Einer ganzen Generation bundesdeutscher Zeithistoriker diente der General Carl-Heinrich von Stülpnagel (1886-1944) als Zielscheibe - wenn es nämlich darum ging, den militärischen Widerstand gegen das NS-Regime moralisch zu diskreditieren. Seit nunmehr dreißig Jahren, seit Erscheinen von Christian Streits Heidelberger Dissertation über das Schicksal sowjetischer Kriegsgefangener im Gewahrsam der Wehrmacht ("Keine Kameraden", 1978), bemühen sich geschichtspolitisch ambitionierte Ankläger der Hitler-Opposition im grauen Rock, bis hinab zu dem unvermeidlichen Guido Knopp, mit immer denselben Zitatfetzen aus Stülpnagel-Befehlen vom Sommer 1941 darum, die "tiefe Verstrickung" der Fronde vom "20. Juli" in die "NS-Vernichtungspolitik" nachzuweisen, die aus weltanschaulicher, nämlich "antisemitischer", "antirassistischer" Übereinstimmung wie mindestens temporärer (großmacht-)politischer Interessensidentität herrühre. Auf Stülpnagel hatte man sich also schon lange eingeschossen, bevor das Standgericht der Christian Gerlach & Genossen zur Aburteilung des Kreises um Henning von Tresckow in der Heeresgruppe Mitte zusammentrat.

Daß die Causa Stülpnagel hingegen zur Wiederaufnahme kommen würde, war bei der Evidenz der eingeschliffenen, vermeintlich gut dokumentierten "Belastung" kaum mehr zu erwarten. Die Initiative ging dafür denn auch wieder einmal von außen aus. In doppeltem Sinne: von einer deutschen Professorin, die in Paris lebt, und von einer nicht zur zeithistorischen Zunft rechnenden, inzwischen emeritierten Romanistin. Barbara Koehn, die sich 2007 bereits an einer Gesamtdarstellung des "Widerstands" zwischen 1933 und 1945 versucht hat (JF 46/07), nennt ihre quellenkritische Stülpnagel-Studie folglich im Untertitel sans phrase "Eine Verteidigung".

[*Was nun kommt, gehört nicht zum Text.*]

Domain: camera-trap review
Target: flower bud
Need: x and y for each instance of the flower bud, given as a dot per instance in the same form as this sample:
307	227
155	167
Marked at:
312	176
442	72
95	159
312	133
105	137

Was sie dafür zusammenträgt, stellt schon den handwerklichen Fähigkeiten deutscher Zeithistoriker kein gutes Zeugnis aus. Denn bei ihnen triumphiert das "Prinzip Schablone". Der historische Kontext, in dem ein Text entsteht und auf den er antwortet, wird dabei regelmäßig ersetzt durch ein aktualisierendes Konstrukt vergangener Wirklichkeit. Daher stimmt oft nicht einmal die Einordnung des Textes in die Chronologie der Ereignisse, wie Koehn mit der Akribie der gelernten Philologin mühelos nachweist.

Daß der größere Zusammenhang bei Streit, Gerlach und dem jüngst über die "Herrschaft der Wehrmacht" im Osten habilitierten Dieter Pohl (JF 26/08) unbeachtet bleibt, liegt auch an unbequemen Tatsachen, die man besser nicht anspricht, will man akademisch Karriere machen. Bei ihnen würde man niemals "Betrachtungen über die Rolle sowjetisierter Juden im Bolschewismus" finden, wie sie Koehn hier anbietet und wie sie zum Verständnis etwa der meistzitierten von Stülpnagels Formulierungen ("Vermehrter Kampf gegen den Bolschewismus und das vor allem in seinem Sinne wirkende internationale Judentum") so unabdingbar wie hierzulande tabuisiert sind.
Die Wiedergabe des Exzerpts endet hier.